Corpus consists of {tweet_id: label} pairs.

Tweet_id is an original id of the tweet from Twitter. We can provide only id-s due to Twitter’s policy, however the way how to get the texts of the tweets will be explained below.

Each label represents the emotions in a tweet in form of 8-dimensional vector for 8 emotion types. Each value in a vector is a float number between 0 and 3 representing the presence and intensity of each emotion, where 0 is «absent» and 3 is a «maximum intensity». The emotions in the vector are located in the following order: anger, disgust, fear, joy, sadness, surprise, anticipation, trust.

CORPUS RETRIEVAL

The labeled_tweets.txt file contains the corpus in human-readable form.

The labeled_tweets_dump.txt file contains the corpus in computer readable form.
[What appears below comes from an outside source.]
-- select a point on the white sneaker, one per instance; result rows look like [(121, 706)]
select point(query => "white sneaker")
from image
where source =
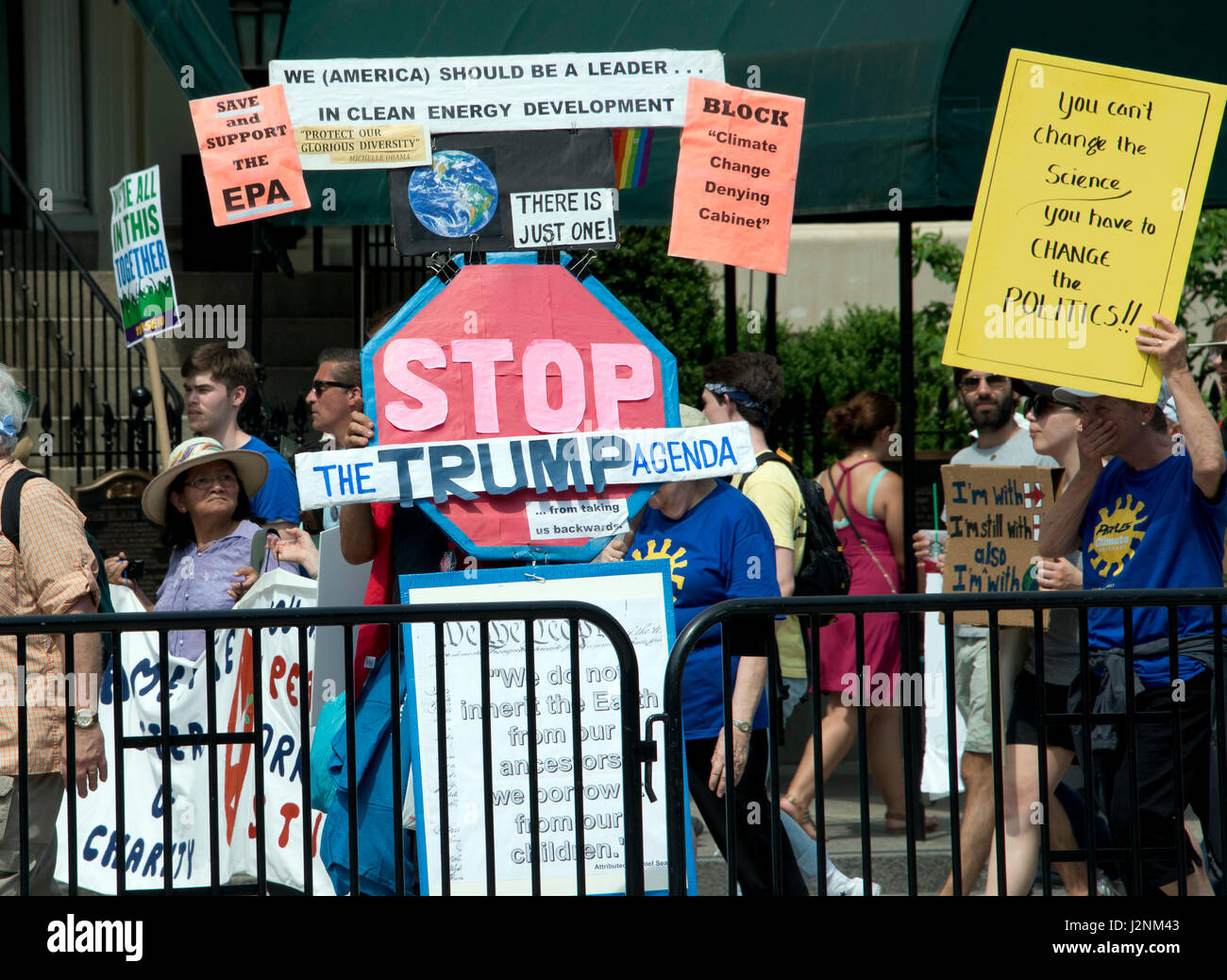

In order to access it, run the following python code:

import pickle

labeled_tweets = pickle.load(open('labeled_tweets_dump.txt', 'rb'))

for key in labeled_tweets:
	tweet_id = key
	tweet_label = labeled_tweets[key]
	print(tweet_id, tweet_label)
	

To get the text of the tweet using its id:

  • install tweepy, create an app and get your credentials
  • use following code:
#set up tweepy

import tweepy

CONSUMER_KEY = #your credentials
CONSUMER_SECRET = #your credentials
ACCESS_TOKEN = #your credentials
ACCESS_TOKEN_SECRET = #your credentials

auth = tweepy.OAuthHandler(CONSUMER_KEY, CONSUMER_SECRET)
auth.set_access_token(ACCESS_TOKEN, ACCESS_TOKEN_SECRET)
api = tweepy.API(auth)

#get the texts

for key in labeled_tweets:
	try:
		tweet_id = key
		tweet = api.get_status(tweet_id)
		print(tweet.text)       
	except:
		print("this tweet does not exist anymore")

CITATION

Please, feel free to use the following BibTex citation if you shall use the corpus for publication purposes:

@article{rakhmetullina2018distant,
  title={Distant Supervision for Emotion Classification Task using emoji2emotion},
  author={Rakhmetullina, Aisulu and Trautmann, Dietrich and Groh, Georg},
  url={CEUR-WS.org/Vol-2130/paper6.pdf},
  year={2018}
}